Part of that openness means recognizing that suicidality is not simply a derailment from personal or career development, but an experience that can intersect with it in complex ways. For example, someone who has experienced suicidality may later choose a career path in the mental health field. Understanding suicidality in this way requires moving beyond a narrow focus on risk factors and instead engaging with the distinct pain and pressures that are making life feel unbearable. When a person feels understood in this way, space opens to meet them where they are. From there, career development can be explored in ways that fit their current needs and circumstances.
Of course, many emerging adults experiencing suicidality aren’t walking into spaces and naming it outright. Often, we don’t know. Yet the ways people show up for them can still be deeply meaningful.
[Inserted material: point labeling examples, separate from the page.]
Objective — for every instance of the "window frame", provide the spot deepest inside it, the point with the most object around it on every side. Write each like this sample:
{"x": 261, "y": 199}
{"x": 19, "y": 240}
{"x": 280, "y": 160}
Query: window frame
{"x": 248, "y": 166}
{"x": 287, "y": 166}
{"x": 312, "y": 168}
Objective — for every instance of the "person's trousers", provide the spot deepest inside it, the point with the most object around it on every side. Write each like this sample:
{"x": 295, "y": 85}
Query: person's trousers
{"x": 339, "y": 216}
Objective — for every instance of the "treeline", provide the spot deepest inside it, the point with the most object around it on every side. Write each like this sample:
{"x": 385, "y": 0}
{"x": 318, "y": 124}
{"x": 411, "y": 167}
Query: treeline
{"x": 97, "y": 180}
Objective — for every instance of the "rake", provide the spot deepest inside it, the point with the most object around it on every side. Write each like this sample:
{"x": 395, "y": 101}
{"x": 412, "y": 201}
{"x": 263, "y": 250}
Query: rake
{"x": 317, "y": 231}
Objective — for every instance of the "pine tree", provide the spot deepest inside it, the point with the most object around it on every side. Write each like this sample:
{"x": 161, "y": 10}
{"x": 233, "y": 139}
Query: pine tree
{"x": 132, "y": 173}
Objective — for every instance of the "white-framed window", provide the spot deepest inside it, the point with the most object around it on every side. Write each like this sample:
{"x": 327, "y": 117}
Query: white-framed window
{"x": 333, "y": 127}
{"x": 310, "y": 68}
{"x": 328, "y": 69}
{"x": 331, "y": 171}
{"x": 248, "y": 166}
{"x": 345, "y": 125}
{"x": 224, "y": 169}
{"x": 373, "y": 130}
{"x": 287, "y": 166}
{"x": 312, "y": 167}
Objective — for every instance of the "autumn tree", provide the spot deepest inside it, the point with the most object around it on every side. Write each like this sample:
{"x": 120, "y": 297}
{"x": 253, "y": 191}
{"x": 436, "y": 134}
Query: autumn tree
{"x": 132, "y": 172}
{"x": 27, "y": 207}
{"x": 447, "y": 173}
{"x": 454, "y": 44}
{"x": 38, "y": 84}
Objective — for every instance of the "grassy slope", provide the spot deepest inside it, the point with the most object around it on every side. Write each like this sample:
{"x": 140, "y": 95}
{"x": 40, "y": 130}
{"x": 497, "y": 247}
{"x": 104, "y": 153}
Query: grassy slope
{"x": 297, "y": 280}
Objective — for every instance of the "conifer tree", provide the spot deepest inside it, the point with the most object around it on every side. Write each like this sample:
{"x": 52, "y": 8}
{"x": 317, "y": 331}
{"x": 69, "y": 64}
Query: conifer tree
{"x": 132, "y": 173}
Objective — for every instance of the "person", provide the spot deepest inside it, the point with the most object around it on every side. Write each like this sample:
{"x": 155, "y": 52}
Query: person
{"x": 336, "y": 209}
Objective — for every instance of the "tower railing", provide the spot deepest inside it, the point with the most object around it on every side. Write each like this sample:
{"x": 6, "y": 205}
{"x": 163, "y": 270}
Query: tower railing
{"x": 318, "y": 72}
In both my research and clinical work, I’ve heard countless stories of how small but consistent support made a difference – often offered by people who never realized the depth of their impact. These supporters weren’t always mental health professionals; they were teachers, career advisors, managers, mentors and peers.
I experienced this myself with a professor in my second year of undergraduate studies. At the time, I was navigating suicidal ideation after a recent suicide crisis in my community. I don’t know if he understood the extent of what I was carrying – perhaps he had a sense – but his investment in me mattered. He took my ideas seriously, offered thoughtful feedback and always thanked me for my contributions. These interactions didn’t require me to picture my future, but they quietly made it easier to imagine myself as someone with something to offer. That sense of self-worth became an early opening for career imagination.
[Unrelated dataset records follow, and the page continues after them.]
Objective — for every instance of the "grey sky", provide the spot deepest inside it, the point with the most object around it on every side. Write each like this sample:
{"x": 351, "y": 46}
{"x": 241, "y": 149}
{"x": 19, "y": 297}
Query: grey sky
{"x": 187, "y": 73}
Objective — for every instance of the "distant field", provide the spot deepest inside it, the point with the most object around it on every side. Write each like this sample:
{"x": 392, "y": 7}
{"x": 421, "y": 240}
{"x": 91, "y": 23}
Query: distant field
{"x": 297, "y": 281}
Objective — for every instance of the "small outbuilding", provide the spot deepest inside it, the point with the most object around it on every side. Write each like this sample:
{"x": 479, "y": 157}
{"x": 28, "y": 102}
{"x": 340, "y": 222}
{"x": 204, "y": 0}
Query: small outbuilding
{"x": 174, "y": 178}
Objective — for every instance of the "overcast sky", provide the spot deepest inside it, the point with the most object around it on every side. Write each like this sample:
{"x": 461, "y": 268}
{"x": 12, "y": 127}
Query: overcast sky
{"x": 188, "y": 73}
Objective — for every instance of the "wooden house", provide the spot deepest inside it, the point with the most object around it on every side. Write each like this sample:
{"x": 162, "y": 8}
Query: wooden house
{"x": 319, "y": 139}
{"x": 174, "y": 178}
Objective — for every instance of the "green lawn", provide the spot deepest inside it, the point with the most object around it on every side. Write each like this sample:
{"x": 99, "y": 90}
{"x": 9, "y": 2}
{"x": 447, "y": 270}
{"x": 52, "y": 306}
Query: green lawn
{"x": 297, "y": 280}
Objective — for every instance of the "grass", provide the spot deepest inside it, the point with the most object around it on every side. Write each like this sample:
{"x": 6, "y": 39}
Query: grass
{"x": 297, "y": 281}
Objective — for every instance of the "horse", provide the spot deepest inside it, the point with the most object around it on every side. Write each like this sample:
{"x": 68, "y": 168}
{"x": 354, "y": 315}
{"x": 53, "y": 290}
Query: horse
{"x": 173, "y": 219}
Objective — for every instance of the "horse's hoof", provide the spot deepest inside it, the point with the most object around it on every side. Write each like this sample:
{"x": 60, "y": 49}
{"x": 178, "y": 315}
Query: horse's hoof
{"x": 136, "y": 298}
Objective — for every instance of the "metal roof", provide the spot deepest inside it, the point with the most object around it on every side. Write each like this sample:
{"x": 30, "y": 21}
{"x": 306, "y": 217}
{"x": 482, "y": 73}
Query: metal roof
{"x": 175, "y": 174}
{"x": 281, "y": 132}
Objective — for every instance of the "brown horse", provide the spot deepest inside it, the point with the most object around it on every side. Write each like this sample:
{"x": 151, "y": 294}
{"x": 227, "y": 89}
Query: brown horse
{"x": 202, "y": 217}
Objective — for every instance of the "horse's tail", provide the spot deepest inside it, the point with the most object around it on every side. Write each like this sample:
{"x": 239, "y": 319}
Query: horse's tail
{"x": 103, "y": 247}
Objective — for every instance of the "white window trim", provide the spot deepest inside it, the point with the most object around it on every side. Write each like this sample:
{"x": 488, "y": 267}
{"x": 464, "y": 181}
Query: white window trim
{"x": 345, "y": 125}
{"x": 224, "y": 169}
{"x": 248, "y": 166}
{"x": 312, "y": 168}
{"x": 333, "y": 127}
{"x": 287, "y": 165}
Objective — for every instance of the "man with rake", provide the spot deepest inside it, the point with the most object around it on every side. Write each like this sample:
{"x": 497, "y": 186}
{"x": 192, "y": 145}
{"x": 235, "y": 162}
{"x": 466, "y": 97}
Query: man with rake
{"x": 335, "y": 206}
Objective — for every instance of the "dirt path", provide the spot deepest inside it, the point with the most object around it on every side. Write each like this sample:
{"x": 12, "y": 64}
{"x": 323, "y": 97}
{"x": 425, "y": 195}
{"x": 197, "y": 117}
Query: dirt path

In many ways, career imagination carries with it a sense of hope – what Edey and Jevne (2003) define as “the ability to envision a future in which we wish to participate.” I recently heard this definition quoted by Registered Psychologists Jonathon Dubue, Chelsea Hobbs and Rebecca Hudson-Breen at the Canadian Counselling and Psychotherapy Association’s (CCPA) conference, where they emphasized that hope can be nurtured both directly and indirectly.
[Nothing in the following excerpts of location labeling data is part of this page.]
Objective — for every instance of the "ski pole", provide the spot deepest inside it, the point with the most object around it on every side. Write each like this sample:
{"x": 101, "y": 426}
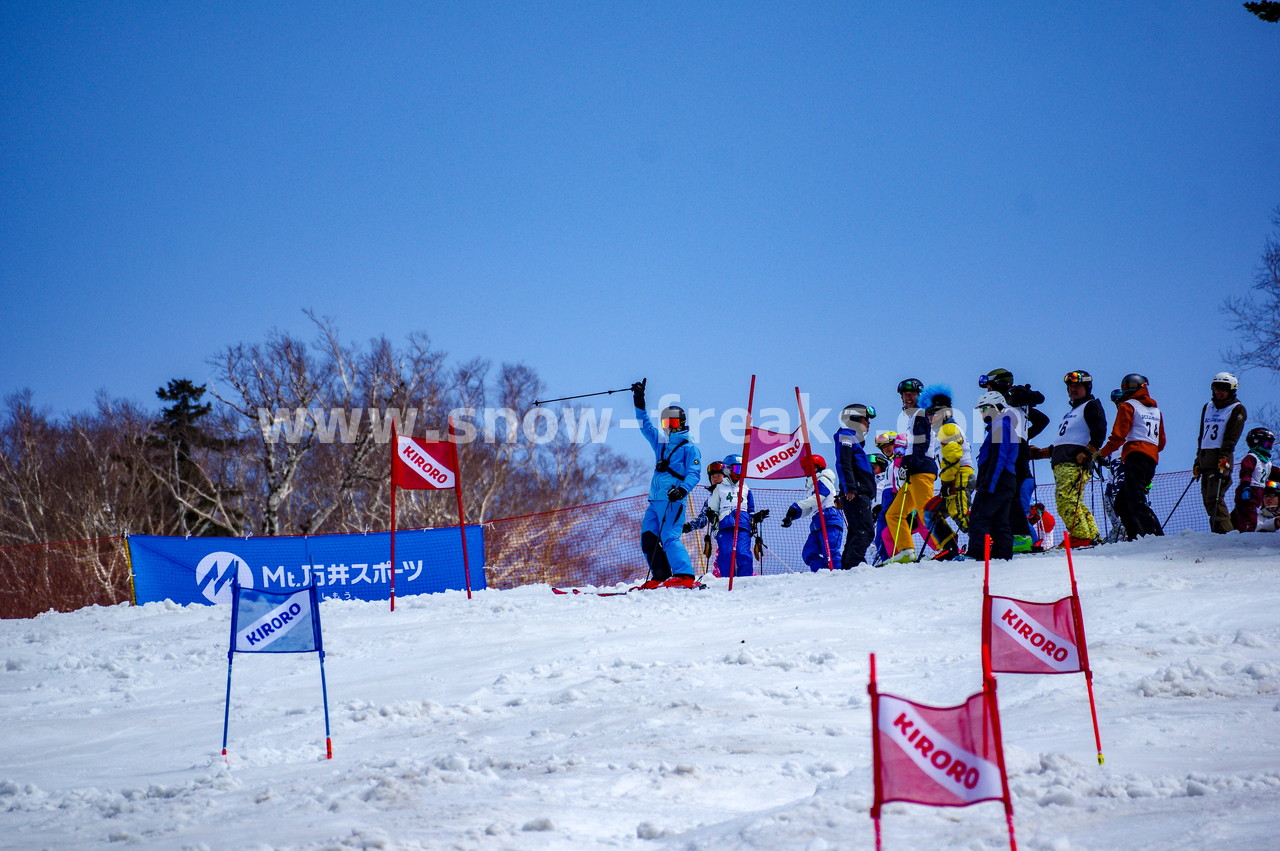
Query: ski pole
{"x": 1178, "y": 503}
{"x": 769, "y": 550}
{"x": 581, "y": 396}
{"x": 928, "y": 532}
For emerging adults experiencing suicidality, the indirect nurturance of career imagination and hope may matter most. I think of the 1% change rule: small, sustained shifts can lead to meaningful transformation. A single moment of connection may seem minor, but over time, these moments compound – not always in a straight line, and not without setbacks, but often in ways that matter. Even a subtle shift in how someone sees themselves can change how they engage with learning, work or possibility.
Takeaways
Supporting emerging adults in their career development means widening our lens on both suicidality and what it means to move forward in life. Suicidality is not just an individual burden – it reflects the social, structural and relational contexts that shape the futures available to emerging adults. When we treat linear timelines and conventional milestones as the only markers of success, we risk overlooking the quieter, often indirect ways that hope and possibility are nurtured.
If we truly want to walk alongside emerging adults – especially those navigating suicidality – we must be willing to challenge narrow definitions of progress, create environments where openness is possible and centre their voices in shaping the futures they can envision. Hope grows in many ways; our role is to notice, protect and make space for it, until they are ready to carry it themselves.